Poe was on his feet, both hands on the wall and he walked, slowly, most unsteadily and now he was at the door of the room he shared with Figg. An odd one, our Mr. Figg. Skilled in the ways of destruction but a man who has seen important personages. If he has not achieved the culture and breeding of a Socrates, he has at least learned to function in this not so best of all possible worlds.

In front of the door, Poe stopped, frowned, sniffed. He smelled something. Something. Gas. He smelled gas. Why was there gas coming from the room? Poe closed his eyes, opened them wide, blinked. Gas. He banged on the door.

“Figg, you ninny. Why is there gas in there? I demand to know why, sir.”

Poe leaned backwards, then forward, finally getting his key out of his pocket. Gas. And then Poe knew. The alcohol controlled most of him but not all of him. Something was wrong inside, something quite wrong. He dropped the key, bent over and after reaching for it several times, gripped it tightly, then fumbled at the keyhole, finally opening the door.

The gas smell was overpowering. The room was filled with it.

Poe staggered forward, grabbed the washbasin and hurled it through the window. Cold air hit him with force, a most welcomed force. He coughed, his eyes watered and he saw everything in the dark room as though viewing it all through a pinhole. His lungs burned and he yearned for air. Air.

Poe flopped across Figg’s bed. “Get up, damn you, get up! He tugged at the boxer, pulled his arm. Figg didn’t move. Violence. This you’ll understand. Poe slapped Figg’s face and fell to the floor himself. On his knees, he slapped Figg’s face again, again, and lifting his arm to do so was the hardest thing Poe had ever done in his life. His arm seemed to weigh a ton and the hand came down in slow motion, as if this were all a dream.

Figg groaned.

“Damn you, get up!”

Poe pulled at him. Figg moved.

Now they were both on the floor.
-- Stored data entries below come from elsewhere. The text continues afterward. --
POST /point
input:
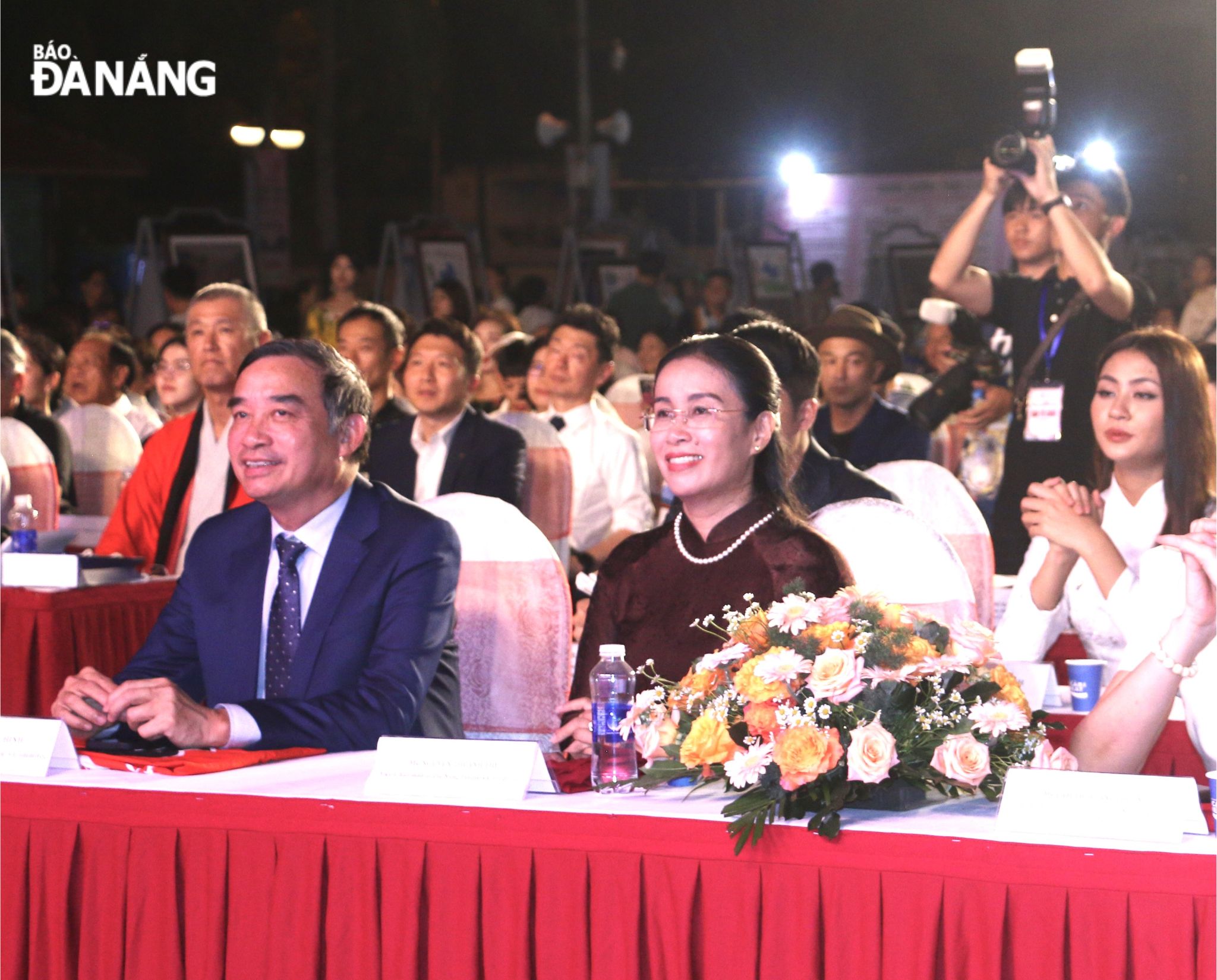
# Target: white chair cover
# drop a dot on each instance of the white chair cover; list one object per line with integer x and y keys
{"x": 548, "y": 493}
{"x": 31, "y": 471}
{"x": 105, "y": 450}
{"x": 513, "y": 621}
{"x": 895, "y": 552}
{"x": 936, "y": 497}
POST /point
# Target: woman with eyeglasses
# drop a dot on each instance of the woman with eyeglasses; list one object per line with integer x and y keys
{"x": 739, "y": 530}
{"x": 176, "y": 391}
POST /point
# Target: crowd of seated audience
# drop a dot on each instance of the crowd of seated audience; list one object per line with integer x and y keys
{"x": 692, "y": 480}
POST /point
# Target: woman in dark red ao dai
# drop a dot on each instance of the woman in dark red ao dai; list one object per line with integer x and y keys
{"x": 714, "y": 431}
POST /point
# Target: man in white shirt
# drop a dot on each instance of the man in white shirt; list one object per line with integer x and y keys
{"x": 97, "y": 371}
{"x": 613, "y": 497}
{"x": 184, "y": 476}
{"x": 318, "y": 615}
{"x": 447, "y": 448}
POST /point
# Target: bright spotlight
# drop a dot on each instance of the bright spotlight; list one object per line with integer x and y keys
{"x": 247, "y": 135}
{"x": 796, "y": 168}
{"x": 1099, "y": 155}
{"x": 288, "y": 139}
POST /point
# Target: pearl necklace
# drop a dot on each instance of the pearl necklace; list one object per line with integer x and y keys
{"x": 722, "y": 555}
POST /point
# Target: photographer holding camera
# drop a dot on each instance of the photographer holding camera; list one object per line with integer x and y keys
{"x": 1059, "y": 324}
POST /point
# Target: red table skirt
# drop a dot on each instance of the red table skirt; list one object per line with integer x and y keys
{"x": 105, "y": 884}
{"x": 48, "y": 636}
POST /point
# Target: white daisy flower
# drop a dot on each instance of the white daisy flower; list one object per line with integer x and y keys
{"x": 794, "y": 614}
{"x": 781, "y": 665}
{"x": 996, "y": 717}
{"x": 745, "y": 769}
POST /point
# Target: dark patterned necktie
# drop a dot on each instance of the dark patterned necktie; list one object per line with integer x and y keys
{"x": 284, "y": 627}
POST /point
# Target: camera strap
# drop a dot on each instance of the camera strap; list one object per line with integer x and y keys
{"x": 1047, "y": 342}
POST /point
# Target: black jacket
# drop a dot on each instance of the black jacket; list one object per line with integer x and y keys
{"x": 484, "y": 457}
{"x": 824, "y": 479}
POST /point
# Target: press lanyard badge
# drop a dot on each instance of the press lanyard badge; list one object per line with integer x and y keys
{"x": 1045, "y": 405}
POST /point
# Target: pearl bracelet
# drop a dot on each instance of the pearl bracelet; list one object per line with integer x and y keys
{"x": 1171, "y": 664}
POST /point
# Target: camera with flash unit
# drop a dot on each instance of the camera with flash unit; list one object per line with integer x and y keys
{"x": 1038, "y": 111}
{"x": 952, "y": 392}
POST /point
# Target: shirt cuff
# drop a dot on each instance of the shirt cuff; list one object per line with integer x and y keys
{"x": 242, "y": 728}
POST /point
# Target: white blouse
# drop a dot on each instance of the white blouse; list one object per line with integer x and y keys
{"x": 1145, "y": 617}
{"x": 1026, "y": 631}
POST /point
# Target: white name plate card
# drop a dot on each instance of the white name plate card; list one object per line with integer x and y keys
{"x": 1038, "y": 682}
{"x": 36, "y": 747}
{"x": 1057, "y": 803}
{"x": 453, "y": 770}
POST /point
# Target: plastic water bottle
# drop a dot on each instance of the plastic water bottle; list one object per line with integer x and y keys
{"x": 21, "y": 523}
{"x": 613, "y": 696}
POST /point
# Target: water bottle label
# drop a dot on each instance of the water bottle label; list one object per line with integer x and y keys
{"x": 606, "y": 719}
{"x": 24, "y": 540}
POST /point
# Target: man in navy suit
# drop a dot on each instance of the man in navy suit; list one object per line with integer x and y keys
{"x": 318, "y": 615}
{"x": 448, "y": 448}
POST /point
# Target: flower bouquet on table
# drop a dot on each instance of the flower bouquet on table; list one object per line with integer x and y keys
{"x": 815, "y": 703}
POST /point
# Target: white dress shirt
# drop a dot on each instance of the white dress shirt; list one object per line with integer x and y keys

Figg had fallen out of bed.

Poe sat on the floor, mouth open, his lungs burning, his brain whirling and threatening to disintegrate as he gripped Figg’s upper arm and pulled. The open door was behind him, light from the hallway beckoning them to safety.

He pulled. Figg inched himself forward towards the light, towards the sound of Poe’s voice. To the boxer, the voice seemed to be life itself, warning him away from death, pulling him back from something hideous, something horrible and unknown.

Poe shouted, not knowing what he shouted and he pulled at Figg and he scraped himself towards the door, towards light, towards air, towards life.

Both men collapsed in the hallway, Poe on his back and feeling himself sink into that blackness which always seemed to be reaching out for him. He heard footsteps running towards him and then he could hear no more.

TWENTY-FOUR

Jonathan,dressed in the white robe and beard of Paracelsus, handed Mrs. Viola Sontag a highly polished piece of steel exactly the size of a saucer.